Let, volume of the solid $=V_s$;
volume of the liquid displaced$=V_L$

From equilibrium of forces on the sphere,
$F_B={\rho }_s{V}_{s}g$

$\Rightarrow {\rho }_L{V}_{L}g={\rho }_s{V}_{s}g$

$\Rightarrow \frac{V_s}{V_L}=\frac{{\rho }_L}{{\rho }_s}$

$\Rightarrow \frac{V_s}{V_L}=\frac{2\rho }{\rho }=2$

$\Rightarrow V_s=2V_L$

This means half the sphere is inside the liquid.

For the image to coincide with the object, light should fall normally on the bottom spherical surface. For this, the image formed by transparent solid sphere should be at the centre of curvature of the bottom spherical surface.

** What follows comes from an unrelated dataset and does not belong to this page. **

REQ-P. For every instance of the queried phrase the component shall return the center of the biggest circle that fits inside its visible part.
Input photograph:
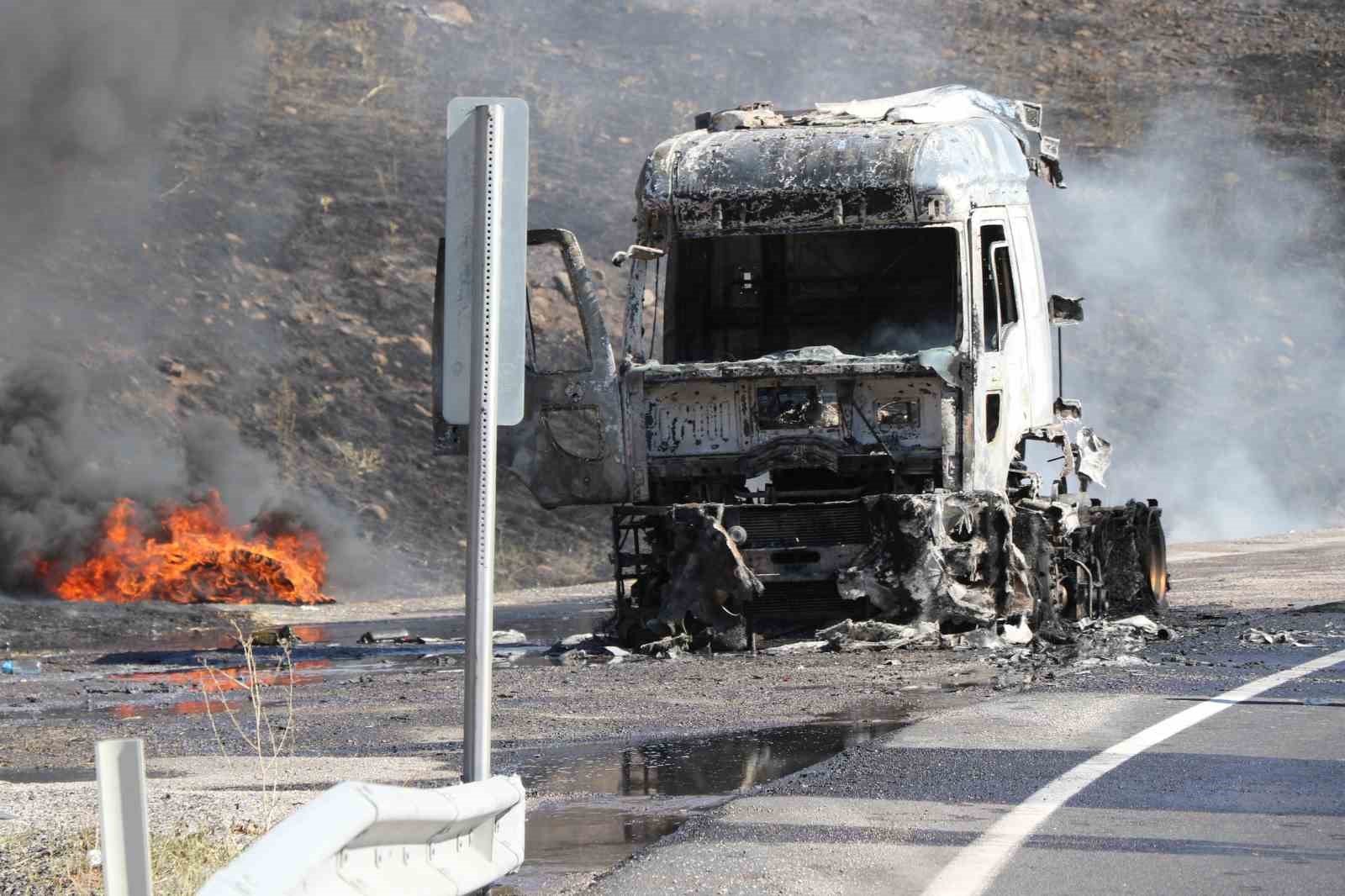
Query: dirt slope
(282, 252)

From lens makers formula at sphere-air interface,

$\frac{{\mu }_2}{v}-\frac{{\mu }_1}{u}=\frac{{\mu }_2-{\mu }_1}{R}.......\left(1\right)$

where,
$u=-(10-2)\text{cm}=-8\text{cm}$

${\mu }_2=$refractive index of solid sphere $=\frac{3}{2}$

${\mu }_1=$refractive index of air $=1$,

Substituting the values in $\left(1\right)$,

$\Rightarrow \frac{3/2}{v_1}-\frac{1}{(-8)}=\frac{3/2-1}{+2}$

$\Rightarrow v_1=12\text{cm}$


Further applying the lens makers' formula for sphere-liquid interface,

$\Rightarrow \frac{4/3}{v}-\frac{3/2}{8}=\frac{4/3-3/2}{-2}$

$\Rightarrow v=\frac{64}{13}=4.92\text{cm}$

So,
$h=CB+B{C}^{\prime }+C^{\prime }P$

$\Rightarrow h=2+4.92+8$

$\therefore h\approx 15\text{cm}$